The same snap-frozen and imported fish, says Palmer, is being sold as a
popular line in Australian supermarkets under the deceptive marketing
label, "freshwater fillet".
It is Pangasius bocourti, one of 21 species of freshwater catfish found
in the Mekong basin, and – in a move designed to curb deceptive naming
practices by fishmongers and supermarkets – last year christened "basa"
under Seafood Services Australia’s uniform fish names process.
"Basa’s success in the marketplace has been a key factor in fish imports
from Vietnam doubling in 2002-03 and then doubling again last year,"
says managing director of the Sydney Fish Market, Grahame Turk.
An estimated 300,000 to 400,000 Vietnamese are involved in the
government-owned basa fishery. It produces more basa than Australia’s
total seafood production of 550,000 tonnes a year, according to Turk,
who is also deputy chairman of the Australian Seafood Industry Council.
Vietnam’s basa production, Turk says, is expected to reach 1 million
tonnes a year within five years.
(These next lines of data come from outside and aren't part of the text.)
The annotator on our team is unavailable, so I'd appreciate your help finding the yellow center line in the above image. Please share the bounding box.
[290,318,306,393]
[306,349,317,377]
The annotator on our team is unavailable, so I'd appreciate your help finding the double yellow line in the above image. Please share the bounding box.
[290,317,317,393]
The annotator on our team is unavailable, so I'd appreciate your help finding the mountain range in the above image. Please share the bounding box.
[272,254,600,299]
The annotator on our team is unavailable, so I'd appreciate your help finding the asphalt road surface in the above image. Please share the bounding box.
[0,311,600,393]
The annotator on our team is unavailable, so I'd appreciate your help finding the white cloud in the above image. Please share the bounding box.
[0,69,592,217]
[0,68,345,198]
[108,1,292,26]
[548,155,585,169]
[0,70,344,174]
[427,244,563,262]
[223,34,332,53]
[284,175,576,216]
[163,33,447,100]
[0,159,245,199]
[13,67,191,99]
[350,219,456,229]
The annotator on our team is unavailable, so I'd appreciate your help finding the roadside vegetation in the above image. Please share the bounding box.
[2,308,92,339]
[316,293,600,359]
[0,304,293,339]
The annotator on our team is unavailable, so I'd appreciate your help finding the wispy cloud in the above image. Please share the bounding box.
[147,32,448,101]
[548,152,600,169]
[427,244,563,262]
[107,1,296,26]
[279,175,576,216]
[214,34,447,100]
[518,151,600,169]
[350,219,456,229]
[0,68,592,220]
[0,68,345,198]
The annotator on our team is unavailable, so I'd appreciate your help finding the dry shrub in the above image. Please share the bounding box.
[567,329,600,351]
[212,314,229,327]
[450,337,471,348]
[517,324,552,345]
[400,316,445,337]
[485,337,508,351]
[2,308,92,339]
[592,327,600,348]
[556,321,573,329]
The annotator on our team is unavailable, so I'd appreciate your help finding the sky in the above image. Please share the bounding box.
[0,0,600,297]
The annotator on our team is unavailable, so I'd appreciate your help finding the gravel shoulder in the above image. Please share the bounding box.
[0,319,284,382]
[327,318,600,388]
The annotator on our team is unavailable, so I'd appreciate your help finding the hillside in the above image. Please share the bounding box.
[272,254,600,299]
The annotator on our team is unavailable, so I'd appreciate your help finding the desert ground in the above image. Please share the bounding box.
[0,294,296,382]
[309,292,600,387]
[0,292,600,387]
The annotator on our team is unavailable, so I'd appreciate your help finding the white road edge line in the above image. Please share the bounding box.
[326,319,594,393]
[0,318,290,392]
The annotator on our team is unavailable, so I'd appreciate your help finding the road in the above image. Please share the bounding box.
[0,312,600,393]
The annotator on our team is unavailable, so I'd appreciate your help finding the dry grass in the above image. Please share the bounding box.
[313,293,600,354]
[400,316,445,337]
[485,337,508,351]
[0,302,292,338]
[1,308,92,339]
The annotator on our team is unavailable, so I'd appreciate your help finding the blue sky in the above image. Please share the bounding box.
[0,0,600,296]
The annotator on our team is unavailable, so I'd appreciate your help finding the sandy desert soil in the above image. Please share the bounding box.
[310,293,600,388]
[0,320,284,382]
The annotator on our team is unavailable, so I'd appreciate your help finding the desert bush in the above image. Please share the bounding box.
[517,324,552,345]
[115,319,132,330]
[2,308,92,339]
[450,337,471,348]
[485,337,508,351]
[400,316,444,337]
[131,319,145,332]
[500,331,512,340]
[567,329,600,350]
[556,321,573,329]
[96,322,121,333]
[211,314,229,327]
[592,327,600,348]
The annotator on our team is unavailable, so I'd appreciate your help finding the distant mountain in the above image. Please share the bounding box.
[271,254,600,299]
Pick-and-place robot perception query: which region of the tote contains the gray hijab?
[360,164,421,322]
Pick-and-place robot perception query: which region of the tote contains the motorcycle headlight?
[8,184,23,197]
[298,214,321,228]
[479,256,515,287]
Vietnam’s catfish exports have already
decimated the local catfish industry in the US where producers are
fighting back.
There is no basa-farming standard among Vietnamese processors, according
to the American domestic fishing lobby, thus there is no distinction in
the marketplace between professionally farmed product and caged fish
from Mekong houseboats and barges.
Sewage systems along the Mekong struggle to keep pace with rapid
development, and run-off from the river’s hinterland is polluted by
fertilisers and pesticides.
American industry sources claim large stocks of basa are fed through
holes cut in the floors of houseboats, the human waste from which also
goes straight into the river. Food for the fish includes vegetable and
crop waste, rice bran and animal waste.
The Mekong and associated aquaculture ponds have a high silt
concentration, say the Americans, and it is common Vietnamese practice
to soak the basa fillets in sodium tripolyphosphate (STPP), a chemical
used as a preservative and seafood "texturiser".
This means that consumers who purchase basa by weight from Australian
supermarkets need to be wary, because fish treated with STPP retain more
water.
In August, the American states of Alabama, Mississippi and Louisiana
suspended the sale of all Vietnamese aquatic products, following the
discovery of the antibiotics ciprofloxacin and enrofloxacin in basa imports.
Ciprofoxacin and enrofloxacin – prohibited in western countries because
of the risk of their transferring resistant micro-organisms to humans –
were being used by some Mekong River basa producers to combat salmonella
and other disease in fish.
The antibiotics can also lead to the development of the infectious
disease campylobacter, which can cause diarrhoea, abdominal pain, fever,
nausea and vomiting. Vietnam’s Ministry of Fisheries has foreshadowed
restrictions on the use of 11 antibiotics in its aquatic products
sector. The use of the name basa in place of Pacific dory is not yet
mandatory in Australia, says Roy Palmer, "even though there are a lot of
reasons why it should be".
An Australian standard for fish names is expected to be launched early
in the new year, as a preliminary step towards legislative controls.
"One of the problems is that every state has different arrangements,"
Palmer says. "Until there is uniformity, people can drive holes through
these issues.
"And the Australian Quarantine Inspection Service [charged with
responsibility for making sure imports meet Australian food standards]
does not check fish names. This remains a big problem."